The date, time, and place are set for your next meeting, and notice has been given. Now what?! If you are a meeting planner, president, or board chair who struggles with procrastination or doesn’t know where to start, below are eight questions to ask when you’re getting ready for your next board or annual meeting.
1. Are the minutes ready for approval?
The minutes (a record of actions which were taken at a meeting) always need to be approved. Minutes are typically drafted by a secretary or designated staff member and then shared with the group for approval. Since this approval step often happens at the subsequent meeting, make sure your last meeting’s minutes are ready to go—drafted and formatted for the Chair to share. Add this action to your meeting agenda.
2. Are the financial reports ready for approval?
Check with the treasurer or individual responsible to prepare the organization’s financial reports for each meeting. Is everything accounted for, totaled, summarized in proper form, ready to be printed, distributed, and/or shared on a screen? Contact individuals responsible for your organization’s finances to make sure this piece of the meeting is ready to go or is in process. And add “Financial Report” or “Treasurer’s Report” to the agenda.
3. Are any special groups scheduled to report? Will they propose any action(s)?
Many meetings include reports from subgroups, committees, task forces, etc. Take a look back at the minutes from recent meetings to check on business delegated to these smaller groups. If any are expected to report back, check in with them to be sure they will have that report ready by the time of the meeting. And ask whether any new actions will be proposed. Add both reports and actions to the agenda.
4. Are there any non-controversial items which can be grouped into a consent agenda?
Many groups are unfamiliar with the consent agenda—but it’s an amazing way to efficiently manage the stuff that just takes up time and that no one has any strong, differing opinions about. Gather any items which you believe are non-controversial and lump them into one vote. List them in the agenda under the heading “Consent Agenda.” Don’t worry—items can be removed from the consent agenda easily during the meeting if someone feels that’s needful. But if everyone agrees with the consent agenda list, a bunch of business can be taken care of in one vote. Let’s hear it for productivity! (Read more here on this approach.)
5. Were any items left on the agenda at the adjournment of the last meeting?
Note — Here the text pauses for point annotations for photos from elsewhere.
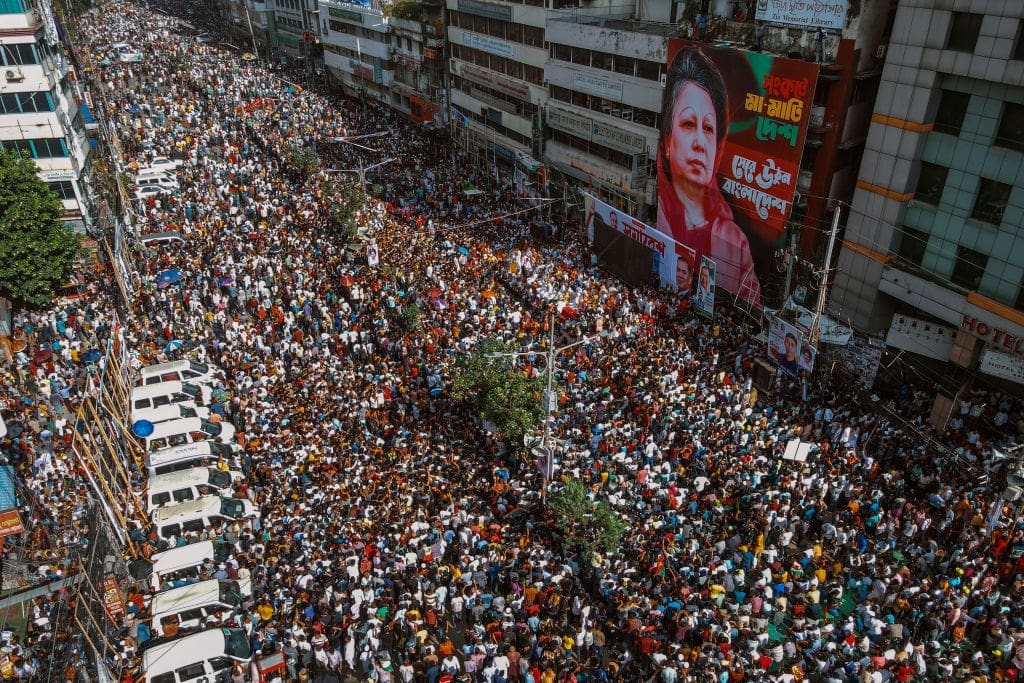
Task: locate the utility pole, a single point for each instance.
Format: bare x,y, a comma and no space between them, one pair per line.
788,269
823,293
549,400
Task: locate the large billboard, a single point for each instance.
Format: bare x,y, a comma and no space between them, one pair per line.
636,252
732,132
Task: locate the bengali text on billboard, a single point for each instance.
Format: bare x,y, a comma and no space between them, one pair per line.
704,301
673,263
732,134
788,348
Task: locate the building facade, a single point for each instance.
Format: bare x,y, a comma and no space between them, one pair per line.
935,231
41,114
496,74
357,47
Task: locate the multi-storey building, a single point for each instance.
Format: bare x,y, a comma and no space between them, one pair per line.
40,112
418,53
935,242
357,47
498,56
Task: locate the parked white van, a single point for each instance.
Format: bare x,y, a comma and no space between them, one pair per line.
168,413
200,454
168,393
179,371
193,607
208,656
174,567
199,515
187,485
187,430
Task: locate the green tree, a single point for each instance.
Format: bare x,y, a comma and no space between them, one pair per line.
588,528
303,160
36,249
410,316
502,394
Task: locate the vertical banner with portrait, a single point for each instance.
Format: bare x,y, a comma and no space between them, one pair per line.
704,300
634,251
728,156
790,348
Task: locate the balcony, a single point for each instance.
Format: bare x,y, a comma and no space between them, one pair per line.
24,23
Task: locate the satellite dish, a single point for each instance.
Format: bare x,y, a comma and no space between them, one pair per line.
141,428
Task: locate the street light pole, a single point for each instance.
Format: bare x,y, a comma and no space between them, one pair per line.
549,401
361,171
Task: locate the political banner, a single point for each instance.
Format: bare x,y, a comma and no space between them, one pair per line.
728,157
788,348
704,300
10,523
649,254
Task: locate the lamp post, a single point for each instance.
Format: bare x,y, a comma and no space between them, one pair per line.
361,171
549,401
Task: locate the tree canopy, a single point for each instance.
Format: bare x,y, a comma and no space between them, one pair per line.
37,250
502,394
588,528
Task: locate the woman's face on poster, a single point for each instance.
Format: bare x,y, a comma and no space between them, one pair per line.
693,142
Were any items postponed specifically to this meeting?
What happened at the previous meeting that still needs to be wrapped up? Again—the minutes will help. Refer back to the record of the last meeting and to the last meeting’s agenda to check for any unfinished business, things that were on the agenda but didn’t happen, or items that were postponed specifically to be discussed and/or voted on at this next meeting. Make sure these things get transferred from the last agenda to this one.
6. Are any subjects considered standard agenda items per the governing documents?
Often, an organization’s bylaws will specify regular events and the annual timing for these items of business—such as, “Elections of officers shall be held in November each year,” or “The budget will be approved by the membership at the March meeting.” Add any of these standard pieces to the agenda if applicable for your next meeting.
7. What can you do to further the progress of the organization at this meeting? Have you set specific goals and objectives for the meeting?
So, yes—these are bigger thoughts, related to the mission of your group or the purpose of the meeting. But they’re always good to revisit as you prepare an agenda. What is the reason your organization exists? What goals does the group have for this year, or for this meeting? Is there anything that should be considered in this next meeting specifically related to accomplishing these objectives? What steps can be taken next to make sure your mission as a group is being fulfilled? Spend some time thinking about these, and add relevant discussions or actions to the agenda.
8. Are there any subjects that you are purposely avoiding?
And finally, a little reminder to confront your fears. Elephants in the room never walk out the door—they park until you deal with them. A valuable first step as a leader for your organization is to identify and acknowledge those topics as you prepare for the meeting. Don’t ignore them! Then, once you know what these issues are, make a plan to move the ball forward on them at some level in this next meeting. It could mean adding the item(s)/topic(s) to the agenda explicitly, or not—but do something to bring them up again. Progress, not stagnancy, is an important part of a well-run organization.